Editoriali
Federica Brignone, la visionaria che ha cambiato lo sci italiano. Nessuna come lei

C’era una volta Federica Brignone…Una ragazzina tutto pepe, che già a 17 anni faceva il suo debutto in Coppa del Mondo. Che avesse stoffa e talento era lampante, tanto che al quarto gigante della carriera, partendo con il pettorale n.34, colse un incredibile terzo posto: era il lontano 28 novembre 2011. Quella giovane promessa aveva un caratterino spiccato e le idee già molto chiare. Ricorderemo per sempre le sue parole in una intervista di tanti anni fa: “Sogno di diventare polivalente”. Oggi sembrano parole piuttosto ordinarie, in realtà all’epoca venivano pronunciate dalla bocca di un’autentica visionaria. A quei tempi la specializzazione regnava sovrana nel panorama dello sci alpino italiano: o eri un velocista dedito alla discesa e al superG, oppure il tuo raggio d’azione era quello di gigante e slalom, senza dimenticare che molti atleti praticavano addirittura una sola disciplina! La polivalenza non era contemplata. Qualche anno prima ci aveva pensato lo slalomista Giorgio Rocca, abbandonando tuttavia precocemente ogni velleità di proiettarsi anche in contesti differenti dai pali stretti.
Federica ci ha sempre creduto, ma la strada è stata piena di ostacoli e, soprattutto, sconfitte. Era un talento innato, eppure non è stata precoce in termini di risultati. Se escludiamo l’argento in gigante ai Mondiali 2011 (ormai tre lustri fa…), la prima affermazione nel circuito maggiore arrivò solo a 25 anni compiuti, nel gigante di Soelden 2015. All’inizio del suo percorso l’azzurra ha dovuto fare i conti con autentiche fuoriclasse in gigante come la francese Tessa Worley e la tedesca Viktoria Rebensburg, senza dimenticare polivalenti del calibro della slovena Tina Maze. Inoltre qualche scelta non sempre felice ne ha rallentato la crescita, come quella di investire in maniera decisa sullo slalom, ovvero la specialità che rese grande la mamma Ninna Quario, ma che non è mai stata veramente nelle sue corde.
Insomma, le vittorie a ripetizione di oggi nascono dalle sconfitte, talvolta cocenti, di oltre un decennio fa. Quelle stagioni hanno temprato Federica Brignone: con umiltà non si è mai arresa, traendo insegnamenti dagli errori e cercando sempre il giusto correttivo per progredire passo dopo passo.

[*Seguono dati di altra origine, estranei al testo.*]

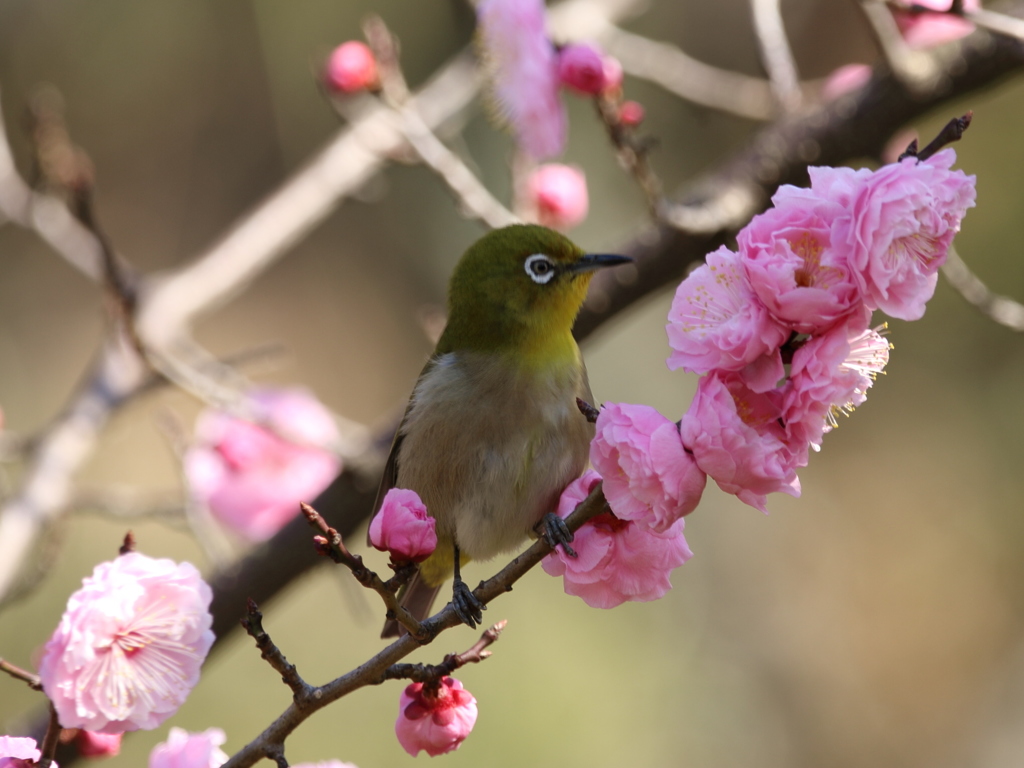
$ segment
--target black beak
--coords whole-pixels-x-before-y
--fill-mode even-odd
[[[629,256],[619,256],[615,253],[588,253],[582,259],[570,264],[567,272],[592,272],[595,269],[604,267],[615,267],[619,264],[632,264],[633,259]]]

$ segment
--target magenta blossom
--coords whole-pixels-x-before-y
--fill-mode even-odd
[[[811,190],[783,186],[773,207],[737,235],[751,287],[780,323],[821,333],[862,303],[849,250],[832,242],[841,207]]]
[[[265,541],[338,474],[341,461],[327,448],[338,429],[304,389],[257,390],[250,403],[266,426],[203,412],[184,468],[193,496],[218,520],[249,541]]]
[[[331,89],[341,93],[376,88],[377,60],[366,43],[349,40],[331,52],[324,79]]]
[[[213,645],[211,598],[189,563],[129,552],[96,566],[39,664],[61,725],[122,733],[173,715]]]
[[[454,677],[443,677],[435,685],[412,683],[398,702],[395,735],[413,757],[420,750],[437,757],[459,748],[476,715],[476,699]]]
[[[571,43],[558,52],[558,79],[576,93],[601,93],[605,89],[604,71],[604,57],[592,45]]]
[[[768,313],[738,254],[724,245],[679,284],[668,312],[668,367],[690,373],[738,371],[764,356],[778,360],[789,330]]]
[[[800,495],[781,417],[777,391],[758,394],[736,374],[712,373],[697,385],[680,432],[697,466],[723,491],[767,512],[766,494]]]
[[[631,128],[644,121],[644,107],[636,101],[624,101],[619,106],[619,122]]]
[[[500,117],[534,160],[565,149],[565,107],[558,94],[558,60],[544,29],[543,0],[481,0],[480,48]]]
[[[437,549],[435,524],[416,491],[392,488],[370,521],[370,543],[396,563],[421,563]]]
[[[832,70],[825,79],[821,89],[823,101],[835,101],[840,96],[859,91],[871,79],[871,67],[868,64],[844,64]]]
[[[228,761],[220,749],[226,740],[220,728],[208,728],[202,733],[171,728],[167,741],[160,742],[149,753],[149,768],[219,768]]]
[[[121,754],[121,736],[120,733],[79,731],[75,746],[82,757],[114,757]]]
[[[683,448],[679,428],[647,405],[606,403],[590,462],[620,520],[664,533],[700,503],[707,475]]]
[[[974,176],[950,170],[952,149],[927,160],[908,157],[877,171],[812,168],[811,187],[848,213],[832,238],[872,309],[918,320],[935,293],[939,267],[967,209],[974,206]]]
[[[967,19],[951,13],[953,0],[914,0],[914,5],[931,8],[935,13],[904,11],[894,8],[892,15],[903,34],[903,39],[911,48],[934,48],[936,45],[950,43],[966,37],[974,31],[974,24]],[[964,0],[965,11],[977,11],[981,8],[981,0]]]
[[[35,739],[0,736],[0,768],[34,768],[42,756]]]
[[[291,768],[357,768],[355,763],[343,763],[341,760],[323,760],[319,763],[297,763]]]
[[[585,499],[601,476],[587,470],[569,483],[558,502],[558,515],[568,517]],[[611,513],[598,515],[576,531],[572,546],[576,557],[561,548],[541,561],[551,576],[561,576],[567,595],[575,595],[593,608],[614,608],[627,600],[657,600],[672,588],[669,574],[689,560],[680,518],[657,533]]]
[[[552,229],[571,229],[587,217],[587,177],[572,165],[548,163],[535,168],[526,182],[537,221]]]

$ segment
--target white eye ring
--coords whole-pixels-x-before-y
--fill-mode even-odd
[[[530,276],[530,279],[540,285],[550,283],[551,278],[555,276],[555,263],[543,253],[535,253],[533,256],[527,256],[524,267],[526,269],[526,274]]]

La svolta arrivò nel febbraio 2016, quando per la prima volta vinse in superG ad Andorra: lì comprese di aver imboccato finalmente la strada giusta, nonché quella che aveva sempre sognato: quella della polivalenza.
Gradualmente ha iniziato sempre più a proiettarsi verso la discesa, riducendo l’impegno in slalom. Con fatica e sudore si è costruita uno status di campionessa internazionale: questo ha fatto sì che potesse fregiarsi di una sorta di team privato all’interno della Nazionale italiana (come accade d’altronde anche per Sofia Goggia), potendo in particolare beneficiare della presenza del fratello Davide, figura carismatica che ha contribuito forse più di ogni altra all’ascesa definitiva del fenomeno Brignone.

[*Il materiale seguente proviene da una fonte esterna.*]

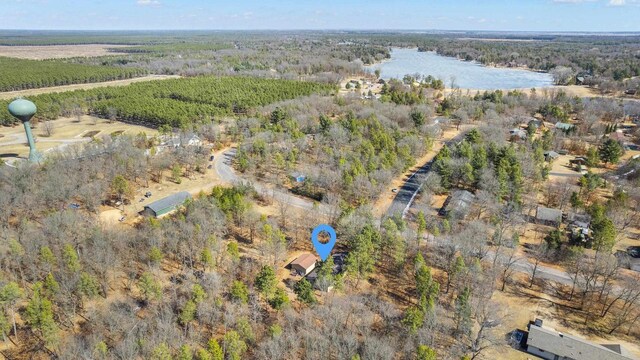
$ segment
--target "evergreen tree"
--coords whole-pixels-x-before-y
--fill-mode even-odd
[[[216,339],[209,339],[209,342],[207,342],[207,351],[211,355],[211,360],[224,360],[224,352]]]
[[[267,299],[273,295],[278,285],[276,273],[271,266],[263,266],[256,276],[255,286]]]
[[[18,302],[24,296],[24,292],[15,282],[9,282],[0,289],[0,304],[11,312],[11,323],[13,325],[13,335],[18,336],[16,327],[16,307]],[[5,330],[6,331],[6,330]]]
[[[242,281],[236,280],[231,285],[231,298],[242,304],[249,301],[249,289]]]
[[[438,360],[438,354],[427,345],[418,345],[416,360]]]
[[[151,360],[172,360],[171,349],[166,343],[156,346],[151,352]]]
[[[600,155],[600,160],[602,160],[605,165],[608,163],[617,164],[624,154],[624,148],[619,142],[613,139],[607,139],[600,145],[598,154]]]
[[[280,288],[277,288],[271,299],[269,299],[269,305],[275,310],[281,310],[288,304],[289,296],[286,291]]]
[[[53,319],[53,304],[43,296],[42,283],[35,283],[33,295],[25,309],[25,322],[40,333],[47,346],[55,347],[59,341],[58,326]]]
[[[440,285],[431,277],[431,269],[422,265],[415,274],[416,291],[420,307],[424,312],[431,311],[440,292]]]
[[[402,324],[415,334],[424,324],[424,311],[419,306],[409,307],[402,318]]]
[[[224,348],[228,360],[242,360],[247,344],[236,331],[230,330],[224,334]]]
[[[192,360],[193,352],[189,345],[182,345],[178,350],[178,360]]]
[[[464,335],[471,333],[471,289],[469,287],[465,287],[456,297],[454,319],[457,332]]]
[[[145,303],[162,297],[162,286],[149,273],[144,273],[138,280],[138,288]]]
[[[302,301],[305,304],[314,304],[316,302],[316,296],[313,293],[313,287],[311,283],[307,281],[307,279],[302,279],[298,281],[294,287],[293,291],[298,296],[298,300]]]

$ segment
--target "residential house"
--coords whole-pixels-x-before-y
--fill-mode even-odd
[[[176,211],[188,199],[191,199],[191,194],[186,191],[181,191],[162,198],[158,201],[152,202],[151,204],[144,207],[142,213],[148,216],[159,218]]]
[[[560,157],[560,154],[558,154],[557,152],[555,152],[553,150],[544,152],[544,161],[552,162],[553,160],[557,159],[558,157]]]
[[[558,227],[561,222],[561,210],[551,209],[544,206],[538,206],[536,209],[536,223]]]
[[[524,140],[527,138],[527,132],[520,129],[520,128],[515,128],[515,129],[511,129],[509,130],[509,136],[513,139],[513,138],[518,138],[520,140]]]
[[[476,196],[467,190],[455,190],[444,201],[439,213],[455,219],[464,219],[473,205]]]
[[[316,258],[313,254],[302,254],[291,263],[291,270],[300,276],[306,276],[316,268]]]
[[[633,360],[620,344],[596,344],[542,325],[529,324],[527,352],[547,360]]]

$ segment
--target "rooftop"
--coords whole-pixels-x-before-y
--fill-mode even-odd
[[[149,208],[154,212],[160,212],[164,209],[179,206],[184,204],[187,199],[191,198],[191,194],[186,191],[181,191],[172,195],[169,195],[160,200],[154,201],[151,204],[145,206],[145,208]]]
[[[551,209],[544,206],[538,206],[536,211],[536,219],[543,221],[557,221],[562,220],[562,211],[558,209]]]
[[[554,329],[531,324],[527,345],[575,360],[632,360],[618,344],[598,345],[577,336],[563,334]],[[612,349],[619,349],[615,351]]]
[[[445,200],[443,210],[445,212],[466,211],[473,204],[475,198],[476,196],[467,190],[456,190]]]
[[[304,269],[308,269],[309,267],[311,267],[312,265],[315,265],[316,261],[318,260],[318,258],[315,257],[315,255],[313,254],[302,254],[300,256],[298,256],[297,259],[293,260],[293,262],[291,262],[291,265],[298,265]]]

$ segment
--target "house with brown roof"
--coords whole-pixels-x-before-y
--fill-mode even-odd
[[[291,263],[291,270],[300,276],[306,276],[316,268],[318,258],[312,254],[302,254]]]

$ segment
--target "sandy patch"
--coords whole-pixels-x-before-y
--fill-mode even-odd
[[[71,57],[95,57],[125,54],[109,49],[130,47],[130,45],[44,45],[44,46],[0,46],[0,56],[20,59],[64,59]]]
[[[119,121],[109,123],[105,119],[85,115],[80,122],[75,118],[60,118],[51,122],[53,133],[51,136],[44,136],[43,125],[34,124],[33,135],[36,138],[36,148],[40,152],[46,152],[54,148],[60,148],[72,144],[79,144],[91,141],[91,138],[83,137],[89,132],[97,132],[97,136],[111,135],[117,132],[122,134],[136,135],[141,132],[147,135],[155,135],[157,130],[148,127],[127,124]],[[22,125],[12,127],[0,127],[0,158],[10,159],[15,157],[25,157],[29,154],[29,147]]]

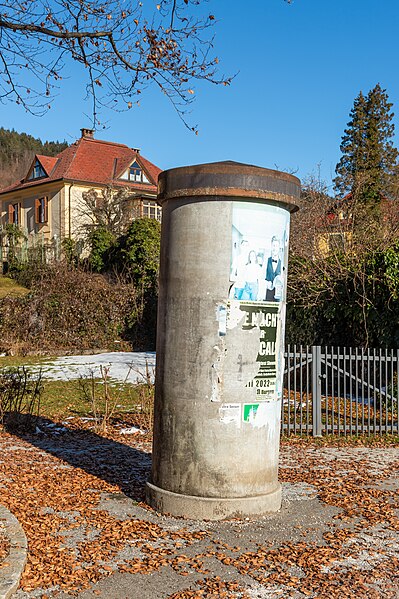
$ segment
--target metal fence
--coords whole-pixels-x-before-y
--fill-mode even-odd
[[[399,350],[288,346],[282,433],[398,434]]]
[[[18,262],[34,260],[42,263],[50,263],[60,259],[60,240],[59,238],[53,238],[49,241],[40,233],[29,236],[26,234],[17,245],[10,246],[7,238],[0,238],[0,263],[4,264],[8,262],[11,255]]]

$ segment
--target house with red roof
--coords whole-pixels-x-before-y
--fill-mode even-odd
[[[137,148],[95,139],[92,129],[55,157],[36,155],[26,176],[0,190],[1,224],[18,225],[45,244],[77,239],[79,205],[90,190],[126,189],[132,215],[160,218],[157,166]],[[133,210],[134,207],[134,210]]]

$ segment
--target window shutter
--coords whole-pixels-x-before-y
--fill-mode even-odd
[[[40,200],[35,200],[35,223],[40,223]]]
[[[8,222],[12,224],[14,222],[14,206],[8,204]]]
[[[48,198],[38,198],[35,200],[35,223],[42,225],[48,220]]]

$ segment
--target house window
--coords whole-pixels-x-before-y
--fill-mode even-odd
[[[21,204],[9,204],[8,205],[8,222],[11,225],[21,225],[22,224]]]
[[[136,160],[122,175],[122,179],[133,181],[134,183],[149,183],[143,169]]]
[[[161,207],[153,200],[143,200],[143,216],[161,220]]]
[[[35,200],[35,222],[42,225],[48,220],[48,200],[46,197]]]
[[[33,165],[32,172],[29,175],[29,179],[40,179],[40,177],[45,176],[46,173],[44,172],[42,165],[38,160],[36,160],[35,164]]]

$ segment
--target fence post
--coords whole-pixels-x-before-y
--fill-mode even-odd
[[[312,414],[313,436],[321,437],[321,347],[312,346]]]

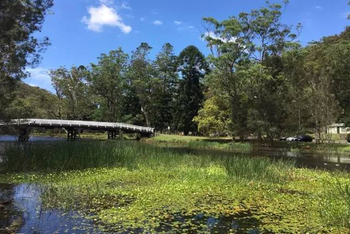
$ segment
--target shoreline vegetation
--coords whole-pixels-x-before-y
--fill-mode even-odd
[[[66,133],[33,133],[33,136],[50,136],[50,137],[66,137]],[[79,135],[81,139],[107,140],[106,133],[82,133]],[[134,134],[125,134],[123,139],[136,140]],[[143,139],[144,142],[150,144],[160,144],[163,146],[184,146],[194,149],[215,149],[237,152],[249,152],[253,145],[271,148],[288,148],[294,152],[315,152],[315,153],[350,153],[349,143],[309,143],[309,142],[258,142],[254,140],[240,142],[238,139],[233,140],[232,137],[202,137],[202,136],[181,136],[171,134],[158,134],[155,137]]]
[[[77,211],[108,232],[350,231],[350,175],[293,161],[136,141],[28,142],[7,144],[0,170],[2,183],[45,188],[47,209]]]

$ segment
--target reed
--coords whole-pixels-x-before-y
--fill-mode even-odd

Federica è sempre stata una grande lavoratrice, nonché una testarda irriducibile: quando si mette in testa un obiettivo, è disposta a sostenere immani sacrifici pur di concretizzarlo. Emblematico quanto accadeva in discesa, dove sovente pagava dazio a causa del suo atavico tallone d’Achille: la scorrevolezza. Non si è mai pianta addosso, anzi ha cercato una soluzione lavorando sulla posizione aerodinamica, sui materiali e anche sull’esplosività muscolare. Risultato: a 34 anni non solo ha vinto per la prima volta in discesa, ma si è addirittura aggiudicata la Coppa del Mondo di specialità. E forse nulla più di questo chiude il cerchio di quella ragazzina che sognava di diventare polivalente e che oggi, numeri alla mano, non ha eguali nella storia dello sci alpino femminile italiano.